C’era “Chuks”, il ‘chairman’, o presidente, in Italia che aveva sede a Torino. C’erano gli ‘elders’ o ‘emeritus’, i suoi vecchi consiglieri, e poi gli ‘FF’, una specie di capo territoriale: come era deejay‘Bugi’, Emmanuel Okenwa, l’autoproclamatosi “Re di Ferrara”.

Un soggetto con molto potere ma, come ha spiegato Andrea Marzocchi, l’ufficiale di polizia giudiziaria sentito nell’udienza di ieri del processo sulla mafia nigeriana a Ferrara e che ha ricostruito il quadro gerarchico dei Vikings, “i vertici erano spesso infastiditi dalla sua sovraesposizione a Ferrara, perché era conosciuto dalle forze dell’ordine”. E lo era perché era “una persona violenta nei modi, che spesso ricorreva alle minacce”.

Okenwa aveva comunque “un grado elevatissimo” a Ferrara e non solo (anche a Padova era molto rispettato), dove era “il punto di riferimento tra i diversi associati”. Non solo, oltre a dichiararsi re di Ferrara, “affermava anche di essere uno dei fondatori del gruppo in Italia, un’avanguardia”.

Marzocchi, come detto, si è occupato anche di tracciare un quadro generale dell’organizzazione, il ‘cult’ della Supreme Vikings Confraternity, conosciuto anche come Kclub de Norsemen o Arobaga o, ancora, The Adventurers, fondato nel 1994 in Nigeria, riconosciuto inizialmente dallo Stato e “man mano sempre più utilizzato dal potere a fine politico per portare instabilità: era specializzato nel sottrarre schede elettorali durante le elezioni”.

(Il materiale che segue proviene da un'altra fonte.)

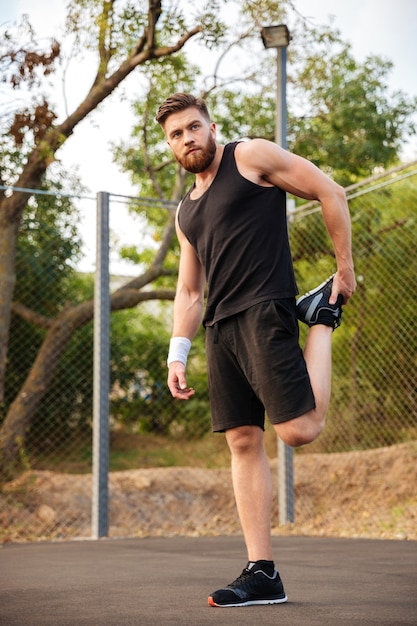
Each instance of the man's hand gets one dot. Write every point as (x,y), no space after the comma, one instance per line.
(177,382)
(344,283)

Se i rivali ‘Eiye’ – quelli di Stephen Oboh, l’uomo vittima dell’agguato di via Olimpia Morata – sono “specializzati nel traffico di esseri umani”, i Vikings sono “attivi nel traffico di stupefacenti”.

Segni distintivi: il colore rosso, usato preferibilmente indossando un basco, tatuaggi che richiamano il mondo marinaresco, come l’àncora. Segni di costituzione di un’organizzazione: un linguaggio in codice, ad esempio “usavano il numero 36 per indicare la riunione”, e il numero corrisponde al numero di Stati nigeriani; il versamento di una sorta di ‘quota sociale’ che aumenta salendo la scala gerarchica; il ricorso alla violenza fisica con l’uso anche di armi. Tra queste i Vikings prediligono il machete, come accaduto in via Olimpia Morata: “È l’arma bianca per eccellenza dei Vikings, tant’è che il suo uso viene anche ‘pubblicizzato’ nei post su Facebook”, ha spiegato l’investigatore, “altri cult invece usano l’ascia”. E, infine, la ‘fama’: “Il solo pronunciare il nome Vikings – ha spiegato ancora Marzocchi – incute paura, timore e rispetto”.

Nelle prossime udienze questo quadro verrà calato ancora più nello specifico nella realtà ferrarese, procedendo posizione per posizione, con il riscontro anche di varie intercettazioni, per delineare i ruoli dei singoli imputati.